Anyway, the point is: I suspect nobody has the stuff they need before a baby is born, so don’t even really try. Get the basics (books will tell you what these are) and then just be prepared to make many spur-of-the-moment trips to Boots, and late-night Amazon orders.
We are learning how to parent; Ada is learning how to baby
Newborns are like nothing you’ve ever encountered before, or more precisely caring for one is like nothing you’ve ever encountered before. You’ve literally spent a lifetime learning how to interact with people, and you’ll likely even – as a girlfriend, as a co-worker, as someone with an elderly parent – have spent some time caring for people at some level. Newborns aren’t people. I mean, obviously, they are, but they do not operate like people. This isn’t about babies not being able to articulate “Ah, father; I think the purple dungarees today – I’m feeling vivacious!” or “No, mother, don’t you remember? I took a dislike to Baby Snuggle Book last Wednesday and I simply cannot countenance the woolly sheep today”. No; we know ahead of time that babies can’t talk and that we will have to interpret their needs in other ways. But what actually happens is that they don’t even have the same basic concepts of needs or responses or drivers that adults, children, even toddlers have, and so it’s not even like you can work out what the different cues are and deal with them.

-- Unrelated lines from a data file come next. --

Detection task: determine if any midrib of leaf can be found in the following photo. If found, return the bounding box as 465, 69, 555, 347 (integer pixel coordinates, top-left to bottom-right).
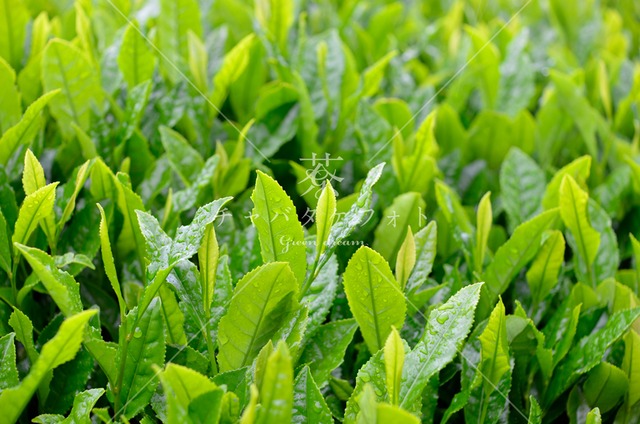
367, 253, 382, 348
391, 196, 421, 262
53, 45, 80, 125
256, 176, 278, 261
160, 294, 176, 343
14, 186, 55, 243
171, 0, 182, 60
478, 315, 504, 424
120, 312, 151, 412
487, 222, 540, 296
624, 340, 635, 423
241, 267, 285, 367
132, 26, 140, 86
535, 237, 558, 302
4, 0, 15, 64
399, 300, 470, 408
569, 184, 595, 286
593, 368, 608, 405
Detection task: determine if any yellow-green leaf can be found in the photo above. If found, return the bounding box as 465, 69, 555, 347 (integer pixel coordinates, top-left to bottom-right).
396, 226, 416, 290
560, 175, 600, 284
316, 182, 336, 261
11, 182, 58, 250
0, 310, 97, 423
251, 171, 307, 284
384, 327, 404, 405
474, 192, 493, 273
42, 39, 103, 138
118, 20, 157, 90
343, 246, 407, 353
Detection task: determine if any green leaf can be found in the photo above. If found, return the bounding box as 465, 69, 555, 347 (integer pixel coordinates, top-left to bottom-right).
299, 318, 358, 387
62, 389, 104, 424
406, 221, 438, 292
356, 384, 378, 424
22, 149, 47, 196
0, 57, 22, 132
97, 204, 127, 317
0, 333, 20, 391
113, 299, 165, 418
114, 174, 145, 265
42, 39, 103, 138
376, 403, 421, 424
158, 285, 187, 346
9, 309, 40, 364
582, 362, 629, 412
56, 161, 93, 234
474, 192, 493, 273
544, 308, 640, 405
118, 20, 157, 90
500, 147, 546, 229
15, 243, 83, 317
436, 181, 474, 243
218, 262, 297, 372
465, 301, 511, 423
315, 182, 336, 262
0, 310, 96, 422
527, 230, 565, 307
240, 384, 260, 424
384, 328, 404, 405
256, 341, 293, 423
160, 126, 204, 187
0, 210, 11, 275
169, 197, 231, 264
527, 395, 542, 424
321, 163, 384, 253
396, 113, 438, 194
300, 255, 340, 337
585, 408, 602, 424
396, 227, 416, 290
198, 224, 220, 311
22, 149, 57, 246
251, 171, 307, 284
157, 0, 202, 84
481, 209, 559, 316
159, 363, 224, 423
616, 331, 640, 424
343, 246, 407, 352
11, 183, 58, 250
256, 0, 295, 54
291, 366, 332, 424
542, 156, 591, 209
209, 34, 255, 112
344, 349, 388, 423
560, 175, 600, 286
372, 192, 426, 267
400, 283, 482, 409
0, 2, 30, 69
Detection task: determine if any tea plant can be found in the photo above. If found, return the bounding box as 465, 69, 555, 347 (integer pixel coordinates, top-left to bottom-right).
0, 0, 640, 424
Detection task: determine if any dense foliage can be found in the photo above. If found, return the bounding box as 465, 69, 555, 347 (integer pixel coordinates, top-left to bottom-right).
0, 0, 640, 424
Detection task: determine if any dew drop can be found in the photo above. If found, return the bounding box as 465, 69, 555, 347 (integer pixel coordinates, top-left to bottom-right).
436, 314, 449, 324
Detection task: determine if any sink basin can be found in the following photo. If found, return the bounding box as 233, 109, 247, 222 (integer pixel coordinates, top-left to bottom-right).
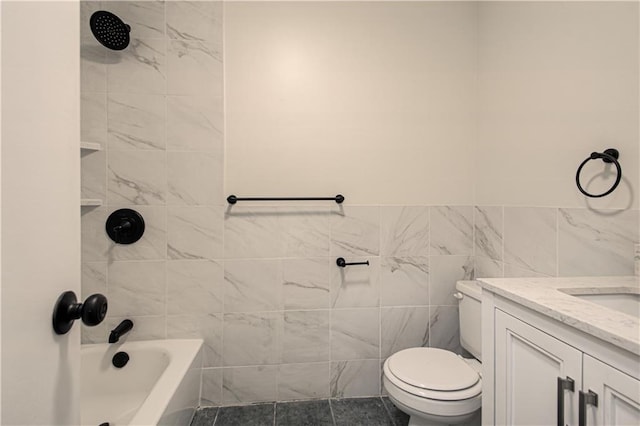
565, 291, 640, 318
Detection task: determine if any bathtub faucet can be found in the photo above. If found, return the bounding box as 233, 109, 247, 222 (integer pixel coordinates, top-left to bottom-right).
109, 319, 133, 343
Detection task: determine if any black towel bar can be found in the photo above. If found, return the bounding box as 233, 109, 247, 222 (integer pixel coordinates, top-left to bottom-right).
227, 194, 344, 204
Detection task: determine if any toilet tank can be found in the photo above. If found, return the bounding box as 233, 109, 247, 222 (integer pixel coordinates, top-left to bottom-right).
456, 281, 482, 361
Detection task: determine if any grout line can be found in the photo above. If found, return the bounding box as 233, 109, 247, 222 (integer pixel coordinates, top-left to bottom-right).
273, 402, 278, 426
379, 396, 396, 425
327, 398, 337, 425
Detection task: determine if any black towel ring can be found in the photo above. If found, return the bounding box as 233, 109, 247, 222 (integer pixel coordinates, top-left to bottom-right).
576, 148, 622, 198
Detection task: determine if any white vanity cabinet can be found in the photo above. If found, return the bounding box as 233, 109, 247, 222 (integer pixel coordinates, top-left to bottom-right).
482, 291, 640, 426
495, 310, 582, 425
582, 354, 640, 425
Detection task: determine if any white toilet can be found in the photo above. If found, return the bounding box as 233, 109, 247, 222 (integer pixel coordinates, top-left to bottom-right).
383, 281, 482, 426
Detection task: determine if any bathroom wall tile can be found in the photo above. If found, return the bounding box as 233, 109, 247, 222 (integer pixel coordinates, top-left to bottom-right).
429, 306, 462, 353
504, 207, 557, 276
380, 206, 429, 257
167, 40, 223, 97
430, 206, 473, 255
282, 258, 331, 309
167, 151, 224, 205
200, 368, 222, 407
277, 362, 331, 401
80, 39, 107, 93
380, 257, 429, 306
109, 0, 165, 38
107, 151, 167, 205
107, 261, 166, 316
167, 311, 222, 368
277, 207, 331, 257
429, 256, 474, 306
504, 263, 551, 278
330, 206, 380, 260
167, 1, 222, 42
80, 206, 111, 262
280, 310, 330, 363
558, 209, 638, 276
331, 308, 380, 360
331, 257, 380, 308
167, 206, 223, 259
107, 38, 165, 94
102, 205, 167, 260
222, 365, 278, 405
224, 205, 284, 259
474, 256, 504, 278
223, 312, 282, 366
166, 96, 224, 152
80, 149, 107, 200
80, 92, 107, 143
224, 260, 282, 312
331, 360, 380, 398
167, 260, 224, 315
380, 306, 429, 359
108, 93, 166, 151
474, 206, 504, 260
80, 262, 107, 300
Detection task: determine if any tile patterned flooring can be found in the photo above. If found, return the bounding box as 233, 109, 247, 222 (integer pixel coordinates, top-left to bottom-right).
191, 397, 409, 426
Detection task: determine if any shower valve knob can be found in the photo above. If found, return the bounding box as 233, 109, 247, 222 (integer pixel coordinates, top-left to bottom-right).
53, 291, 107, 334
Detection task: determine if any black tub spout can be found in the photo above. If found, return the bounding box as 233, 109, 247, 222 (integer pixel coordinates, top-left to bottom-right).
109, 319, 133, 343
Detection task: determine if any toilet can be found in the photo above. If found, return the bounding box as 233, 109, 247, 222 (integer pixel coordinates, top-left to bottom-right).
382, 281, 482, 426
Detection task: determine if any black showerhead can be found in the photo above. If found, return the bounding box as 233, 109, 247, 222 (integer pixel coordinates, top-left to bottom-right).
89, 10, 131, 50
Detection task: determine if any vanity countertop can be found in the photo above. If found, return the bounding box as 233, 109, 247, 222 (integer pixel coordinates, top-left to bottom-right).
478, 277, 640, 355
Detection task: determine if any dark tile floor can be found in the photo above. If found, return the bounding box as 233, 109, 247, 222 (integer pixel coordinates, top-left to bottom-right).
191, 397, 409, 426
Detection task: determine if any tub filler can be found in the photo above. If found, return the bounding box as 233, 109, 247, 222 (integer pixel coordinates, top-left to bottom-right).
80, 339, 202, 426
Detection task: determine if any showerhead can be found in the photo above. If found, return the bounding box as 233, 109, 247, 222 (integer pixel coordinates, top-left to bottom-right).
89, 10, 131, 50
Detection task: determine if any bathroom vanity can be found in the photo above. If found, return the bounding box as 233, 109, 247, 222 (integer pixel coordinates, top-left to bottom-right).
479, 277, 640, 426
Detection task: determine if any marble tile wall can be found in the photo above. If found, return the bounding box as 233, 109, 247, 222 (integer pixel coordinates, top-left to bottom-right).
81, 1, 638, 405
80, 1, 225, 382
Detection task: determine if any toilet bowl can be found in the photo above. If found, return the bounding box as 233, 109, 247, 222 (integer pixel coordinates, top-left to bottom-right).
383, 281, 482, 426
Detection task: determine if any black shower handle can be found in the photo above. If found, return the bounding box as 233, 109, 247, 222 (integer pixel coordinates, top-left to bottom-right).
336, 257, 369, 268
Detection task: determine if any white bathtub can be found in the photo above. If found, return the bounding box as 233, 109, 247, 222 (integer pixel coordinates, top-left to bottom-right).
80, 339, 202, 426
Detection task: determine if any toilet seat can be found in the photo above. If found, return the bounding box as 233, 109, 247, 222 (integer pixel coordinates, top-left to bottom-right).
383, 348, 482, 401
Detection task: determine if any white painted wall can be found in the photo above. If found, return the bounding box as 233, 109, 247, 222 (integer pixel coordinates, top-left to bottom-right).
476, 2, 640, 209
1, 1, 80, 425
225, 2, 477, 204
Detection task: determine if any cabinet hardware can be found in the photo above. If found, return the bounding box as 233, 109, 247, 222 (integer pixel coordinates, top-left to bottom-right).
557, 376, 575, 426
578, 389, 598, 426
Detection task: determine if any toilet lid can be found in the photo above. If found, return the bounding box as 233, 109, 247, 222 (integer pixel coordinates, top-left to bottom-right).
388, 348, 480, 391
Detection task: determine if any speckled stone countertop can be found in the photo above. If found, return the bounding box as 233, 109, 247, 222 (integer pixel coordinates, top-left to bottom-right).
478, 277, 640, 355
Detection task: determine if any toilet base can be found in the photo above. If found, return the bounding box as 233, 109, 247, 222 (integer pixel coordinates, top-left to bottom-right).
389, 395, 480, 426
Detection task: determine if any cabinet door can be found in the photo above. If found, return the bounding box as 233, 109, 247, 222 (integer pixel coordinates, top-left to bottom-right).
583, 354, 640, 426
495, 310, 582, 425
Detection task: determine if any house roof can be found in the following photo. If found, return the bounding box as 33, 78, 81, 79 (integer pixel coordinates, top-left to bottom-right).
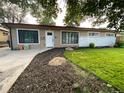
2, 23, 115, 33
0, 27, 9, 32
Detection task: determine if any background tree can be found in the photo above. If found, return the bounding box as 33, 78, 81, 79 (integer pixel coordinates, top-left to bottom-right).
0, 1, 26, 23
0, 0, 124, 31
65, 0, 124, 31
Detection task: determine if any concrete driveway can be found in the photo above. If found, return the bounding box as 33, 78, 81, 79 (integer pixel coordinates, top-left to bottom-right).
0, 48, 50, 93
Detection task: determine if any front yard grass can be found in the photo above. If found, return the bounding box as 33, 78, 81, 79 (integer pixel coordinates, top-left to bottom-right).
64, 48, 124, 92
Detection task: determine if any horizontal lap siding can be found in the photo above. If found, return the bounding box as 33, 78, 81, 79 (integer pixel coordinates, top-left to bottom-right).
79, 31, 116, 47
54, 31, 78, 47
11, 28, 45, 49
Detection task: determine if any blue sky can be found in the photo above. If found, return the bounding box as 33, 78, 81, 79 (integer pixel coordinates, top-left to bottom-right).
24, 0, 107, 28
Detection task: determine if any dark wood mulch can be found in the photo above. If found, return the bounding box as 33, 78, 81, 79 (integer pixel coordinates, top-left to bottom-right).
9, 49, 118, 93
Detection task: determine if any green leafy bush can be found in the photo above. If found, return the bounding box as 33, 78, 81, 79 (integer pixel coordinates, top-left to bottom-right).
115, 41, 124, 47
89, 43, 95, 48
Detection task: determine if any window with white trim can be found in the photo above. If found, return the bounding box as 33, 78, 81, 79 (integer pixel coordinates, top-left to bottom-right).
18, 30, 39, 43
88, 32, 99, 36
105, 33, 115, 36
62, 32, 78, 44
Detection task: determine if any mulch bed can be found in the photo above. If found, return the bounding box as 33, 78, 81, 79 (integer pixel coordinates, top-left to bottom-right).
9, 49, 118, 93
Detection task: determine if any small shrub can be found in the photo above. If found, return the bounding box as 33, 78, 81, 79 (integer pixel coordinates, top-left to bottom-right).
89, 43, 95, 48
115, 41, 124, 47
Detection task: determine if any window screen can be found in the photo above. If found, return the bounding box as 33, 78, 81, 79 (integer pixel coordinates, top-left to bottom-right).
62, 32, 78, 44
18, 30, 39, 43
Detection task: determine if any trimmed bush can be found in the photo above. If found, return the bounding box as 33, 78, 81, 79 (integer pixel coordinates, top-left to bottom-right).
89, 43, 95, 48
115, 41, 124, 48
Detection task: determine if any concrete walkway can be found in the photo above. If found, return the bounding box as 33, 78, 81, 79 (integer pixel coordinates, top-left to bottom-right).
0, 48, 50, 93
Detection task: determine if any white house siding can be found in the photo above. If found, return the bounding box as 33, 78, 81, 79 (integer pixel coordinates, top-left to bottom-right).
79, 35, 116, 47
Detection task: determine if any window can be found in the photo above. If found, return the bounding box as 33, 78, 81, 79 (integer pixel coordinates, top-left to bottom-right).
18, 30, 39, 43
47, 32, 52, 36
89, 32, 99, 36
62, 32, 78, 44
106, 33, 115, 36
3, 32, 8, 36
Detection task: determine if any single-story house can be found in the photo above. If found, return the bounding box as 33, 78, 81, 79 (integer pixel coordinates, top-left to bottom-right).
0, 27, 9, 43
3, 23, 116, 49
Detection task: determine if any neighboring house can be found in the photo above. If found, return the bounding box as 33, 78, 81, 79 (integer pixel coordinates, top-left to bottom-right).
0, 27, 9, 43
3, 23, 116, 49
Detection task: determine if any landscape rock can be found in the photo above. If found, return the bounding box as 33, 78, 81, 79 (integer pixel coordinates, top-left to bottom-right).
65, 47, 74, 51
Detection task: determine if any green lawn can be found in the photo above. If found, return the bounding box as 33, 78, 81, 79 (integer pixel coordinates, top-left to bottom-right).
64, 48, 124, 91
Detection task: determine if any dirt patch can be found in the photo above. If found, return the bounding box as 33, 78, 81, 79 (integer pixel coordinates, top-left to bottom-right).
48, 57, 67, 66
8, 49, 116, 93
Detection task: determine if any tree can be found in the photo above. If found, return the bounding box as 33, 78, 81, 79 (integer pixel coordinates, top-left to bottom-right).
65, 0, 124, 31
0, 1, 26, 23
2, 0, 59, 25
1, 0, 124, 31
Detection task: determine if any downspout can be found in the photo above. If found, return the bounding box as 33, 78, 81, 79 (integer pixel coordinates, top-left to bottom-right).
10, 28, 13, 50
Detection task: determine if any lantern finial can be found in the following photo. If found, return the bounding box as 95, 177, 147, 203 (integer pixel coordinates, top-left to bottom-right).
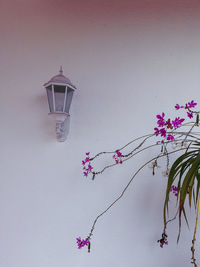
59, 65, 63, 75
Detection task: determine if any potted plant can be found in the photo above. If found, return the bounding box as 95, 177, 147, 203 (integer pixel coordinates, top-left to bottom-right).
76, 100, 200, 266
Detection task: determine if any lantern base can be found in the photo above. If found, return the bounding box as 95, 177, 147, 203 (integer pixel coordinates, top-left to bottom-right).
48, 113, 70, 142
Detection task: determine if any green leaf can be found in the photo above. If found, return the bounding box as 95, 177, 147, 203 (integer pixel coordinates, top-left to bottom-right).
163, 150, 198, 225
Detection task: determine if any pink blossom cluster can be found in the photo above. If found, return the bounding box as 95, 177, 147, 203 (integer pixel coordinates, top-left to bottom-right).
76, 237, 90, 249
154, 100, 197, 142
175, 100, 197, 119
170, 185, 178, 197
158, 232, 168, 248
154, 112, 185, 142
113, 150, 122, 164
82, 152, 93, 177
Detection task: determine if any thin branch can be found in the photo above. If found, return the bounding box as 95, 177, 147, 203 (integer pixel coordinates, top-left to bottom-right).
88, 148, 192, 240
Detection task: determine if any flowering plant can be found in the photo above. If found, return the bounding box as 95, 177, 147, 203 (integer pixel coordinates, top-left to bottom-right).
77, 100, 200, 266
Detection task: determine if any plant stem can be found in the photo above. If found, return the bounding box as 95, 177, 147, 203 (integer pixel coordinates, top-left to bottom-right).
191, 194, 200, 267
88, 148, 191, 240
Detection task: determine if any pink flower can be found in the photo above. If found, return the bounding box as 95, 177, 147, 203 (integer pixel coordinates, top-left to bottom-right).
172, 117, 185, 128
187, 112, 193, 119
88, 164, 93, 171
187, 100, 197, 108
83, 171, 88, 177
165, 119, 173, 129
154, 128, 160, 136
160, 128, 166, 137
167, 134, 174, 141
156, 112, 165, 127
85, 157, 90, 163
175, 104, 181, 110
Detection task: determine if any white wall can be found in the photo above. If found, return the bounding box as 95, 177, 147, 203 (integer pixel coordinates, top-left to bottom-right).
0, 0, 200, 267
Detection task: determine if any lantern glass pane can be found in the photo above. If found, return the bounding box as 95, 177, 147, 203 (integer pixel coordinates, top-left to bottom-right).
65, 87, 74, 113
46, 85, 54, 112
54, 85, 66, 113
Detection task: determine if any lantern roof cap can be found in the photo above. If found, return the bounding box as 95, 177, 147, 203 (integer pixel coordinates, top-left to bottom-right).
44, 66, 76, 89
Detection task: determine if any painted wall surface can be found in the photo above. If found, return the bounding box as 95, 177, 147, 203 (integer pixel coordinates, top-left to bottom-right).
0, 0, 200, 267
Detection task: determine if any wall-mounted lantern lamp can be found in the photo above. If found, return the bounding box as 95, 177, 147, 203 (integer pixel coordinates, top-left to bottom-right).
44, 66, 76, 142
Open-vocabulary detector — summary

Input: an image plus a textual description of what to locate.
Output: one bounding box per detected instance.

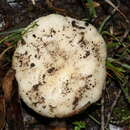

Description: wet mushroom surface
[12,14,106,118]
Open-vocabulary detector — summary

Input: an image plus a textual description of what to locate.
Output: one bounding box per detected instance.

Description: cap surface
[12,14,106,118]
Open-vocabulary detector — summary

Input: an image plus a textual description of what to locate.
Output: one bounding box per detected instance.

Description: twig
[32,0,36,5]
[0,45,14,61]
[99,9,116,33]
[46,0,80,19]
[105,0,129,23]
[101,96,105,130]
[88,114,101,125]
[105,89,121,128]
[101,82,106,130]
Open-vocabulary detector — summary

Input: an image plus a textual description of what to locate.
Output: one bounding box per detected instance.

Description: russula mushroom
[12,14,106,118]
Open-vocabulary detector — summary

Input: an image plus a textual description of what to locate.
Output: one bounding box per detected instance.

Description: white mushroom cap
[13,14,106,118]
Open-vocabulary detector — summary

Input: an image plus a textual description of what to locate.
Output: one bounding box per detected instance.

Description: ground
[0,0,130,130]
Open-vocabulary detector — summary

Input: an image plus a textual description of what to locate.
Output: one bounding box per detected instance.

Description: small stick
[105,89,121,128]
[105,0,129,23]
[32,0,36,5]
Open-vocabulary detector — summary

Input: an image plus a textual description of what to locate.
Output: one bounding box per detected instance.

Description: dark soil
[0,0,130,130]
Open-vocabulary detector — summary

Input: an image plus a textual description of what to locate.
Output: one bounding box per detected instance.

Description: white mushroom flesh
[12,14,106,118]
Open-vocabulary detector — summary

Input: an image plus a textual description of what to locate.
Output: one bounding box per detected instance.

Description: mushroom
[12,14,106,118]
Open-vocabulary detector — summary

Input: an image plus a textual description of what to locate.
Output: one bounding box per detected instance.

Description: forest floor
[0,0,130,130]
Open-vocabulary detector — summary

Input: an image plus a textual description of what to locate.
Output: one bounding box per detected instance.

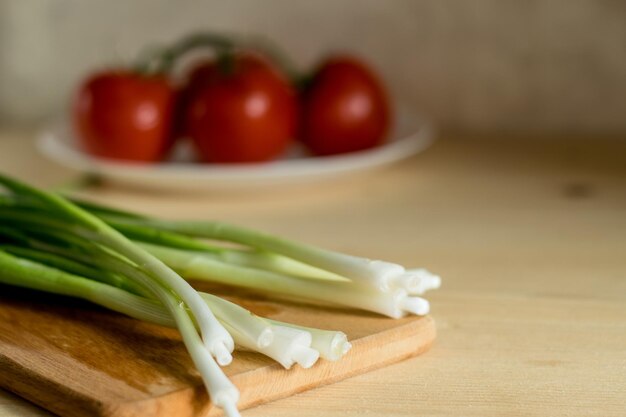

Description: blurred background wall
[0,0,626,133]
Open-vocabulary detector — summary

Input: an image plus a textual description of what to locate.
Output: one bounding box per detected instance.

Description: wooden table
[0,132,626,417]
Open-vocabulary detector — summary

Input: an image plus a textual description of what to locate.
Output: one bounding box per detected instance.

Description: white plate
[38,108,433,191]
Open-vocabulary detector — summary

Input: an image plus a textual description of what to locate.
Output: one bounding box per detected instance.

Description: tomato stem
[135,32,310,89]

As the weeks ticked by, however, we would more and more often comment “Aw, she’s starting to be a proper little person”, and it was only later I realised that a side-effect of this is that she started being easier to interpret, simply because we’ve had a lifetime of interpreting people. And still this isn’t about knowing specifically what Ada wants; she’s too young, clearly, to form words, and we haven’t properly started with signing. It’s about me doing something funny and her chuckling; it’s about Jenny cuddling her after we’ve given her saline drops to help clear her nose when she had a cold and Ada understanding that a cuddle is comforting; it’s about – oh my days is it – Ada understanding what sleep is.
At the same time as Ada is learning how to be a baby, we’re learning how to be parents. In part we’re just better at mechanics of it, but we’re also just better at knowing how to support each other, how to structure days, how to adapt to the ever-changing process of parenting. We fuck up often, in big and little ways, and there hasn’t been a week where either I or Jenny or both haven’t cried, but we’re now able to at least identify those areas where we need to research more or just sack up more for, rather than just finding literally every aspect of the situation intimidatingly alien.
We are, too, now, the world’s foremost authorities on Ada Margaret Gray Phin. Nobody knows her better than we do, so when well-intentioned advice is offered, we feel confident in listening politely and then quietly, privately ascribing it little relevance to Ada if we believe it’s not applicable. Clearly, we’re not going to dismiss it out of hand, and this doesn’t apply to medical advice or advice from professionals, but equally we’re now experienced enough to know that no, she’s not windy just now; no, that thing she does when feeding doesn’t mean she isn’t hungry; no, there’s no point in trying to get her back to sleep after only a half-hour nap; half-hour naps are what she takes.
What’s more, while in the first two, three, four months we’d live pretty much half-hour to half-hour not knowing what was coming next, she’s settling into routines now, we’re learning her cries (and she’s learning to make different sounds for different things), and we’re using an app to track feeds, sleeps, medication and more so that we can start to see patterns and work out whether behaviours are out of the ordinary.
So: it gets easier. Not easy – presumably never easy – but easier. Everyone told us it would in the first few weeks and months, but we had to live through it to believe it. We have. It does.